The next 150 stocks by market capitalization are classified as midcap stocks. This category is not as homogenous as large caps since some midcaps manage to hold onto the flavour of a promoter owned and promoter run organisation. Institutional ownership, sell side coverage tend to taper down as one goes lower down the market capitalization curve. In a historical sense, midcaps have delivered healthier returns than the large cap category but there is some amount of cyclicality involved here too. There have been periods where midcap stocks have underperformed the return delivered by the frontline large cap stocks.
Stocks outside of the top 250 stocks by market capitalization are classified as small cap stocks. Microcap stocks form a subset of small caps going by this approach.
The key mental model to understand here is that the market capitalization of a business reflects both the current business situation and the prospects. We have some businesses that are very large in scale right now but with muted future growth expectations compared to the GDP growth rate of the country. In such cases, the market capitalization accorded to the business is driven more by the current revenue, profits, and cash flows of the business rather than the prospects. Separating both components and having a well-rounded view on the prospects is the essence of prudent investing.

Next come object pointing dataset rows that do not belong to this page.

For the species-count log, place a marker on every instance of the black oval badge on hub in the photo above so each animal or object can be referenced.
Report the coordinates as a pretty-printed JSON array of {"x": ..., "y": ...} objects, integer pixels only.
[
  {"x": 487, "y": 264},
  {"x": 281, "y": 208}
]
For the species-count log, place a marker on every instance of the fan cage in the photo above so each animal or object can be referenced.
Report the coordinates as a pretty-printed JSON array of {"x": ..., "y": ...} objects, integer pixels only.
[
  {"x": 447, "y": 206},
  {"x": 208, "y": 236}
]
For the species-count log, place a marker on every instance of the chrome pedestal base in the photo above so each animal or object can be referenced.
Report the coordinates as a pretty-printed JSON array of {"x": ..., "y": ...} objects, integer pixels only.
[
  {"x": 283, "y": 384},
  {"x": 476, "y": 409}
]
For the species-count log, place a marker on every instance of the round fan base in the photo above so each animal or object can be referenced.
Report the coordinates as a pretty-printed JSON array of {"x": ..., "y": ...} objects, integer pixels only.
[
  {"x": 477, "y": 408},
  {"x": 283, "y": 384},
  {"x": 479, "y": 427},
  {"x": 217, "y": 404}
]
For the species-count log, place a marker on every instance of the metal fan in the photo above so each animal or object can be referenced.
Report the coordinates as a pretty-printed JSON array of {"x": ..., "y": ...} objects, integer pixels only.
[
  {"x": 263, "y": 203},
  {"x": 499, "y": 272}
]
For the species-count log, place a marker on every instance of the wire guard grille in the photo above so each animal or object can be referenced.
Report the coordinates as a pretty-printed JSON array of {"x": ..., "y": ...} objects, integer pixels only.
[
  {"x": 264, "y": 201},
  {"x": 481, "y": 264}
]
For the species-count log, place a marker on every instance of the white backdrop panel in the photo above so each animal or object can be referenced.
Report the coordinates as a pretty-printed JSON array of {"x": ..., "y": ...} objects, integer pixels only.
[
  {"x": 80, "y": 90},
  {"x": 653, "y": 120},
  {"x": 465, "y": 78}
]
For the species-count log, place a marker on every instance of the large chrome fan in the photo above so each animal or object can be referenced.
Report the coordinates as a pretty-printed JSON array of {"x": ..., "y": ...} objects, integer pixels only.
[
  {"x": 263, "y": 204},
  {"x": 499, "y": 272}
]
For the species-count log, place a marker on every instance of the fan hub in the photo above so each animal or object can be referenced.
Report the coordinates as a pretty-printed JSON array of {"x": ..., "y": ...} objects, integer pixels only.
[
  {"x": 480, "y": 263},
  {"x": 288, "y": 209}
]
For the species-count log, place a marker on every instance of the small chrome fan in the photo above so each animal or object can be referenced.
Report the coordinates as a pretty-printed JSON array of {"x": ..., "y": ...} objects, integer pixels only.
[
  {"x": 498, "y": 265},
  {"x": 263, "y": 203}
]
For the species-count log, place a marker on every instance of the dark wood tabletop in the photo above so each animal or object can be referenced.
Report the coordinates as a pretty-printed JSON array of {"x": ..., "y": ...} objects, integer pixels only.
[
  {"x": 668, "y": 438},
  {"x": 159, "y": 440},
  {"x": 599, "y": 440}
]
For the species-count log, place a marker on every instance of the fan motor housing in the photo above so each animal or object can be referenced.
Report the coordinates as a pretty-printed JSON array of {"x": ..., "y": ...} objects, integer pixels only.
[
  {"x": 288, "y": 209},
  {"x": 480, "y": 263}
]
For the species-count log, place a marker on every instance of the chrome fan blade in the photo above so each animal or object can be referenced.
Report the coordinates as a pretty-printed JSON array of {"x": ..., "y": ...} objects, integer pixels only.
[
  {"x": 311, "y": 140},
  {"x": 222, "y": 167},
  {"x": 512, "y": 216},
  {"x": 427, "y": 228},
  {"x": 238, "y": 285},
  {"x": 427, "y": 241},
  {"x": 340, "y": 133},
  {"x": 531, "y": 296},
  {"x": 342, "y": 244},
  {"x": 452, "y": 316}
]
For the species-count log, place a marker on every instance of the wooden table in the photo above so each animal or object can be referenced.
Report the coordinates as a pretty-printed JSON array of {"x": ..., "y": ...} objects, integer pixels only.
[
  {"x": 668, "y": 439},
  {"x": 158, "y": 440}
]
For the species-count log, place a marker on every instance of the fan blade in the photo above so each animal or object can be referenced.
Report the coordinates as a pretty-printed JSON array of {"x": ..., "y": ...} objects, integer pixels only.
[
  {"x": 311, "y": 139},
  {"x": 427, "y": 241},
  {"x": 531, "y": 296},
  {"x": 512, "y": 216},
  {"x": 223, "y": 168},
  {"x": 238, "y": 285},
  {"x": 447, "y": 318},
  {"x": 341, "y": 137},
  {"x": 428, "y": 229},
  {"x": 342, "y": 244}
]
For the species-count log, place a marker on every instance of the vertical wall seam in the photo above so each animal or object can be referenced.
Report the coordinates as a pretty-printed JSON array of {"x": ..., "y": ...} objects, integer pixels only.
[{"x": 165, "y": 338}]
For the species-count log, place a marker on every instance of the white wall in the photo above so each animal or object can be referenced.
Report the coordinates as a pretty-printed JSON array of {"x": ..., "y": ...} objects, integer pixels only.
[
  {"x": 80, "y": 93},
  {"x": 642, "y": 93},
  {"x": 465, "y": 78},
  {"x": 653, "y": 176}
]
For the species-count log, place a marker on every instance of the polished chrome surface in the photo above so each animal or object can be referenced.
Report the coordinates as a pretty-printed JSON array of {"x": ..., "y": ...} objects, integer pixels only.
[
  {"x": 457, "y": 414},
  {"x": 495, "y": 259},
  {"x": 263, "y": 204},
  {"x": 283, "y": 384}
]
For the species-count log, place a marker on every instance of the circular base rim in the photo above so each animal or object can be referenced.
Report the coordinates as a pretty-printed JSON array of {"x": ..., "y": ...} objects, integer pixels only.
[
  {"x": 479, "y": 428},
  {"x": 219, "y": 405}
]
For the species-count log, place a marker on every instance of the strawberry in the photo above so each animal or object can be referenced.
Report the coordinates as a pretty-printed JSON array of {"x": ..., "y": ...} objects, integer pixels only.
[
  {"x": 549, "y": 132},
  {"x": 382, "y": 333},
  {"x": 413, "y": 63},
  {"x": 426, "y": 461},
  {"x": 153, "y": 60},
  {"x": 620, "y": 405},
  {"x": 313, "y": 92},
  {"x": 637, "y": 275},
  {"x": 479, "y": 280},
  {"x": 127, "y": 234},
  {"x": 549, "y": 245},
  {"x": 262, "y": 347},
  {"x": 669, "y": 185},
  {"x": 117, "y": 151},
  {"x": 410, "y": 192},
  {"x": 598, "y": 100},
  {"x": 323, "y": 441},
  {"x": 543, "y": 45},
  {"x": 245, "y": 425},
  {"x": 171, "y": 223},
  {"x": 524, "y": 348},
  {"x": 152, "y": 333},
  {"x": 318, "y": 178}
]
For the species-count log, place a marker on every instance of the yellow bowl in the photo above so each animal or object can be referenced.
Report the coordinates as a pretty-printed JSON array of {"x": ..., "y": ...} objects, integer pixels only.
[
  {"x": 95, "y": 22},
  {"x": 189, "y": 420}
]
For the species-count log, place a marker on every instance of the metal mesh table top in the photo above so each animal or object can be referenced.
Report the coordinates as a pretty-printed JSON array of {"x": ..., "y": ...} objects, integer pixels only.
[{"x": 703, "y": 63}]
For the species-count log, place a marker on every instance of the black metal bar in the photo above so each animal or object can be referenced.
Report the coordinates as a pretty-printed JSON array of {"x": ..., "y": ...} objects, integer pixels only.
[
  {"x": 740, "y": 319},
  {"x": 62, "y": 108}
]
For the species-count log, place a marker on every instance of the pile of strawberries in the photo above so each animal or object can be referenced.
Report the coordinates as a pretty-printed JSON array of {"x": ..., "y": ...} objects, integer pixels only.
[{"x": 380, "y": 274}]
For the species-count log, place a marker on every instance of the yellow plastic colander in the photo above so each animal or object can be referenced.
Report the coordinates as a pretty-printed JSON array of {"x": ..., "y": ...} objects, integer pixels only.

In microcap stocks where the current scale of business is likely to be very small, a bigger part of the valuation is driven by an assessment of future earnings. By design, assessments are subject to probability while the current business scale is a fact. For this reason, higher volatility in stock prices is to be expected if one is dabbling exclusively in the microcap segment. For the same amount of turbulence, a smaller aircraft will be more affected compared to a large aircraft.
“Please fasten your seatbelts” should be a mandatory caution for investors who choose to focus exclusively on small caps and microcaps.